Son rôle consiste à donner des instructions spirituelles. De Lesemeister, maître des lectures, il devient Lebemeister, maître de vie. C’est au cours de cette période qu’il réalise une bonne partie de son œuvre en allemand. Il écrit les Traités, et parachève son œuvre latine, l’Opus tripartitum. Le séjour à Strasbourg lui donne l’occasion de développer sa pensée personnelle. En même temps, il se plonge dans l’œuvre de Denys l’Aréopagyte, qui enseigne la « voie négative » : on ne peut dire de Dieu qu’il est ceci ou cela, Dieu est néant. L’expérience de Dieu dépasse le langage, on dit qu’elle est « apophatique ». C’est aussi pendant cette période que la Gottheit (la divinité) prend le pas sur Gott. Au cours de cette période, le Maître se réapproprie la mystique rhéno-flamande. On retrouve sur sa pensée de grandes influences mystiques : Edwige II d’Anvers ; Margueritte Porete, brûlée en place de Grève le 1er juin 1310, avec son livre dans les mains.
L’Inquisition soupçonne le Maître d’être trop proche de la secte du « libre esprit », qui ne fait pas intervenir la grâce dans le processus de divinisation de l’homme. Aussi Eckhart s’efforce-t-il de montrer que la déification correspond à la naissance de Dieu dans l’âme. Il s’agit de devenir fils dans le Fils, et non pas de se faire petit Dieu. Pourtant, la voie du « détachement » prêchée par le Maître semble encore une alternative à la grâce, dans la mesure où l’homme peut contraindre Dieu à entrer en lui.
Le Maître s’inspire d’Edwige II d’Anvers : il s’agit de devenir ce que nous sommes, en revenant à notre origine. On doit revenir à la Parole – se servir de la parole proférée comme médiation, pour atteindre la Parole incarnée de toute éternité. Cela n’exclut pas la parole qui s’incarne dans le temps ; cette dernière suppose cependant une parole antérieure, une parole étrangère au temps. Toute création existe par avance et de toute éternité dans la pensée du Créateur.

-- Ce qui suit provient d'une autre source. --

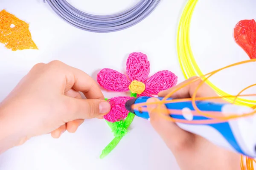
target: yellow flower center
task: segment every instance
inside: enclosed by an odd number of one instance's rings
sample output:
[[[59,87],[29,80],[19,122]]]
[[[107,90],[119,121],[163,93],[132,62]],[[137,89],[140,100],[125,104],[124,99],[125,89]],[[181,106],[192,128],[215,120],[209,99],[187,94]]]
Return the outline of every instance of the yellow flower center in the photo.
[[[129,85],[129,89],[132,93],[140,94],[145,90],[145,85],[142,82],[134,80]]]

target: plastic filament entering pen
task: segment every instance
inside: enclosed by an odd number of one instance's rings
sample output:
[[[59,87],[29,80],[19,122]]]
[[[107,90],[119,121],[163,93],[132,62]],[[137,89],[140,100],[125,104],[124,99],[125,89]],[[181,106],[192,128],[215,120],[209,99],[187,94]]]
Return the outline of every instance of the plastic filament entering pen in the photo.
[[[141,0],[130,9],[108,15],[93,15],[81,11],[65,0],[43,0],[65,21],[79,29],[107,33],[126,29],[142,21],[157,7],[161,0]]]
[[[195,78],[194,79],[192,79],[191,81],[188,81],[187,82],[184,83],[182,85],[178,87],[175,87],[174,90],[173,90],[171,93],[166,95],[162,101],[157,102],[151,102],[151,103],[143,103],[137,104],[134,104],[132,106],[133,109],[134,110],[138,110],[140,108],[140,109],[142,108],[142,111],[146,111],[147,110],[146,108],[142,107],[143,106],[148,106],[151,105],[156,104],[158,105],[158,108],[157,110],[157,113],[161,116],[163,118],[173,122],[177,123],[189,123],[192,124],[215,124],[219,123],[222,122],[227,122],[228,120],[238,119],[241,117],[245,117],[247,116],[251,116],[254,115],[256,113],[256,110],[253,110],[252,112],[244,113],[241,115],[238,115],[235,113],[229,113],[228,116],[225,116],[223,114],[218,113],[216,112],[213,111],[202,111],[200,110],[197,107],[195,102],[197,101],[209,101],[213,99],[233,99],[232,101],[232,103],[235,103],[236,100],[239,97],[245,97],[245,96],[256,96],[256,94],[244,94],[242,95],[241,93],[244,92],[246,90],[248,89],[250,87],[253,87],[256,85],[254,84],[250,85],[248,87],[242,89],[240,92],[238,93],[237,95],[231,95],[225,96],[214,96],[212,97],[197,97],[196,94],[197,92],[199,89],[200,87],[205,82],[207,79],[211,76],[216,74],[221,71],[224,70],[225,69],[230,68],[232,67],[234,67],[236,65],[239,65],[242,64],[244,64],[247,63],[252,62],[256,62],[256,59],[249,60],[248,60],[244,61],[242,62],[238,62],[234,64],[231,64],[230,65],[227,66],[224,68],[218,69],[213,71],[212,71],[200,77]],[[175,92],[181,89],[186,86],[189,85],[190,84],[193,83],[197,81],[201,80],[201,82],[199,84],[198,86],[195,88],[195,93],[193,94],[191,98],[186,98],[186,99],[174,99],[171,100],[167,100],[167,99],[171,97],[174,94]],[[180,110],[175,110],[173,109],[161,109],[160,106],[163,104],[166,103],[175,103],[180,102],[183,102],[192,101],[192,104],[195,111],[193,112],[193,113],[195,115],[202,115],[205,117],[210,118],[209,119],[207,120],[188,120],[185,119],[175,119],[169,116],[171,113],[175,113],[175,114],[182,114],[181,113],[180,113]],[[256,103],[254,103],[253,106],[256,105]]]

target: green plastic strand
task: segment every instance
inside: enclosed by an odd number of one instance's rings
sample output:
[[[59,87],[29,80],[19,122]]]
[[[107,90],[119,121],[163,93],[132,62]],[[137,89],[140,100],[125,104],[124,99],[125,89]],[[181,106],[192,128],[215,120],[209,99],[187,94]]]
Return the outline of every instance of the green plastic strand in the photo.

La promesse du Fils est celle du Verbe: c’est à ce premier niveau, celui de l’Incarnation, que l’on peut s’interroger sur la notion de sincérité. L’Incarnation est la Seconde Alliance - la Première est celle de l’Ancien Testament, c’est l’alliance de Dieu avec le peuple juif. La troisième sera la divinisation de l’homme. Dieu parle une fois et de toute éternité pour l’homme. Le Christ va jusqu’au don de soi : ce don de la Parole est au-delà des mots, et c’est pour cela que le Christ se donne lui-même, au lieu de prononcer des discours. La Parole est dite une seule fois, et dans le silence. Dieu ne fait pas de bruit ! En donnant son Fils, il accomplit un acte pur, un dire qui est un faire. Cette Parole n’a pas besoin de mots pour se dire : on peut la comprendre comme une manifestation de la Vérité. Elle trouvera son accomplissement dans la Résurrection. « Je suis le chemin, la vérité et la vie ». Jean, 20. C’est une parole qui correspond au don du Fils. Or, le Père permet au Fils de devenir à son tour donateur, dans la mesure où il ouvre la Troisième Alliance pour l’homme, la divinisation.

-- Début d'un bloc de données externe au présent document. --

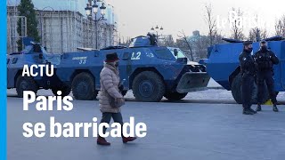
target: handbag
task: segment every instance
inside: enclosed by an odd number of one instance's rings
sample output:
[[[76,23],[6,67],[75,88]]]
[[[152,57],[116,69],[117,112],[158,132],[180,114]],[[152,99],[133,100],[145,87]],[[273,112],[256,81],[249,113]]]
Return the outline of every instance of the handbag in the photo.
[[[110,96],[110,105],[112,108],[120,108],[125,105],[125,99],[123,99],[124,100],[123,101],[116,101],[115,98],[113,98],[112,96]]]

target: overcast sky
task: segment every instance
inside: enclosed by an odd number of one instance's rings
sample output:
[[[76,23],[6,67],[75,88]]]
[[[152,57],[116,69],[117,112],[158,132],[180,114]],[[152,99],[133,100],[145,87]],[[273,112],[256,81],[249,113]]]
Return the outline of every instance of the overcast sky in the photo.
[[[130,37],[145,35],[156,25],[164,28],[163,34],[171,34],[175,36],[181,30],[184,30],[186,35],[191,35],[193,30],[206,34],[206,4],[212,4],[215,17],[219,17],[220,24],[222,20],[228,20],[229,12],[232,7],[240,8],[248,19],[254,19],[254,15],[257,14],[261,28],[265,28],[270,34],[274,33],[276,19],[285,14],[284,0],[107,0],[107,2],[116,8],[120,35]],[[248,25],[245,26],[246,36],[248,35],[249,28]],[[229,24],[224,28],[221,26],[219,30],[222,31],[222,35],[228,36]]]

On ne peut remettre en question la sincérité de la Parole de Dieu. Le problème, c’est de savoir si l’homme peut dire lui aussi atteindre la parole sincère. Est-ce que la sincérité, qui apparaît comme la manifestation de l’absolu, avec le Verbe divin, est destinée à rester un idéal pour l’homme ? Il est bien difficile à l’homme d’être sincère dans ce qu’il dit, dans ce qu’il fait et dans ce qu’il est. L’intérêt de la pensée du Maître consiste à nous faire comprendre que la sincérité n’est pas une vertu ordinaire, comme le courage par exemple, une vertu qui s’ajoute ou comme qualité à l’homme qui existe déjà comme homme. La sincérité est quelque chose de plus essentiel à l’homme.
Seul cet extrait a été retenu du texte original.